"Psychic Hotline. Don't do it. You'll regret it if you do."
The man on the phone stammered, "But I didn't even tell you my name."
"Your name is Bobby Hinton. You live in Kansas City."
There was a brief pause. "Do you have caller ID or something?"
"No sir. You've reached the psychic hotline."
"I get it," the man said, suddenly sure of himself. "All my information comes up when I give you my credit card number."
"No sir. You've reached the psychic hotline. And if I were you, I'd stay away from spicey foods. Have a nice day."
There was an audible click as the operator transferred another caller.
"Psychic hotline. Buy the house. You'll sell it in two years, but you'll make a profit. Oh, by the way, your wife is cheating on you."
"What?!?" the caller exclaimed.
"Sorry," the psychic answered. "I was reading one of my co-workers' thoughts. Quit your job, Bill. You've only got three months to live. And take that cruise."
"But I was calling about my dog... And how did you know my name?"
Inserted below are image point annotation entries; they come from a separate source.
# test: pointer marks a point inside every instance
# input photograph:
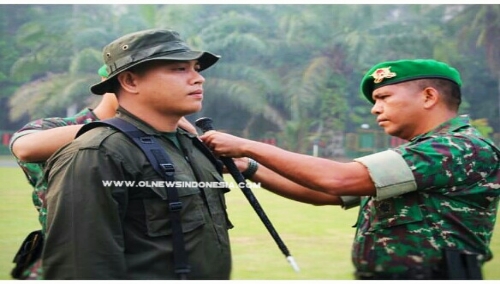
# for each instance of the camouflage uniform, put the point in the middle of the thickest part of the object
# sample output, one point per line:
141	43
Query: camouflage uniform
96	231
439	190
34	171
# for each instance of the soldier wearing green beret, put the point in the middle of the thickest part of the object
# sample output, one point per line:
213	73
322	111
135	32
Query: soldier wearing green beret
108	215
427	208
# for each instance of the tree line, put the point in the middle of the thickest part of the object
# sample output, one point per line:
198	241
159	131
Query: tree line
287	72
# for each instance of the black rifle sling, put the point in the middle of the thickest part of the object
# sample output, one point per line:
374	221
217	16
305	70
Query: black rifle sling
162	164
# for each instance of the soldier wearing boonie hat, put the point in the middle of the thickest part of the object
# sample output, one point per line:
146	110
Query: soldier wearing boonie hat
427	208
125	231
136	48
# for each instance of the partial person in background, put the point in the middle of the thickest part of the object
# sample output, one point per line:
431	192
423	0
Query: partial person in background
35	142
428	207
32	145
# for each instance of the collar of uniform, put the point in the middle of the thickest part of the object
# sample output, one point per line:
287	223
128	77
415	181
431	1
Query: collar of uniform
148	129
447	127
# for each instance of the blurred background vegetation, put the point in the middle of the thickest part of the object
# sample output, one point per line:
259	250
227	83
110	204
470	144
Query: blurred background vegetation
289	73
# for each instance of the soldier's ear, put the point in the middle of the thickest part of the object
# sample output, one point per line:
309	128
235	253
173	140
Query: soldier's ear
128	82
430	97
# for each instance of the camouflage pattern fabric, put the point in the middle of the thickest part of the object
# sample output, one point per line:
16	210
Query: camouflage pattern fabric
34	171
455	205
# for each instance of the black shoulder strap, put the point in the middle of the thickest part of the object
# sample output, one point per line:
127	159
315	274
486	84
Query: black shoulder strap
162	164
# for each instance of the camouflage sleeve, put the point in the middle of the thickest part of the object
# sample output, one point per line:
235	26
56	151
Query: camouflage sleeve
450	163
83	117
349	202
390	174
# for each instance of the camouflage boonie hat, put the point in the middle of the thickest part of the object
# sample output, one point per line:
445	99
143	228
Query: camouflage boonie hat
139	47
394	72
103	72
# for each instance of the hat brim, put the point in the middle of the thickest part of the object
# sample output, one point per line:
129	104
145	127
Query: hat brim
205	59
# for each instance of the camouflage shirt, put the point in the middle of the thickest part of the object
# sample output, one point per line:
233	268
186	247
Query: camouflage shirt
439	190
34	171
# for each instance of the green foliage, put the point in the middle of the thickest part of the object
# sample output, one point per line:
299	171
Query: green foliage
280	63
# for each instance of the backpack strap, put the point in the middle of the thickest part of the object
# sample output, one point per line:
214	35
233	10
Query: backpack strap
163	165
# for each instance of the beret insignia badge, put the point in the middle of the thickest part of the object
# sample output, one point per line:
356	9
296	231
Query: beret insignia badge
382	73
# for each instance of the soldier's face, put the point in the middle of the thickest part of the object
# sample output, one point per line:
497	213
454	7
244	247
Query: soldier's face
172	87
399	109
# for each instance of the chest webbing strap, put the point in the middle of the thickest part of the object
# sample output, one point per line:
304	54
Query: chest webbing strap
163	165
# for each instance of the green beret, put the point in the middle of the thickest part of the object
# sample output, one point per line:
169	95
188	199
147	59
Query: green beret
393	72
103	72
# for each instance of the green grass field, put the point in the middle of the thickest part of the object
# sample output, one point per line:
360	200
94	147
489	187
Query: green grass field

"This is the psychic hotline. We're psychics; we know everything. Could you hold please?"
Brenda pulled off the telephone headset, knowing Bill would still be there when she picked it u again. Being a psychic wasn't all it was cut out to be. She closed her eyes, remote-viewing her boss. Maybe she could take the rest of the day off. Why was he in the storage closet? Yuck. He was going at it with his secretary again. Uh-oh, here comes Billy.
"Good. Don't do it."
"Thanks. And the..."
"Shouldn't be a problem. Just get it in writing."
"Catch ya later!"
The joy of co-workers. Brenda picked up the headset and closed her eyes.
There was a long pause. "Yes?"
"Your dog needs therapy. He thinks he's a cat. My brother is a pet psychiatrist in the Bay Area. I know he can help."
"Are you sure?"
"Yes. And Bill?"
"Go to the Bahamas. You'll get diarrhea if you go to Mexico. I've seen it. It isn't pretty.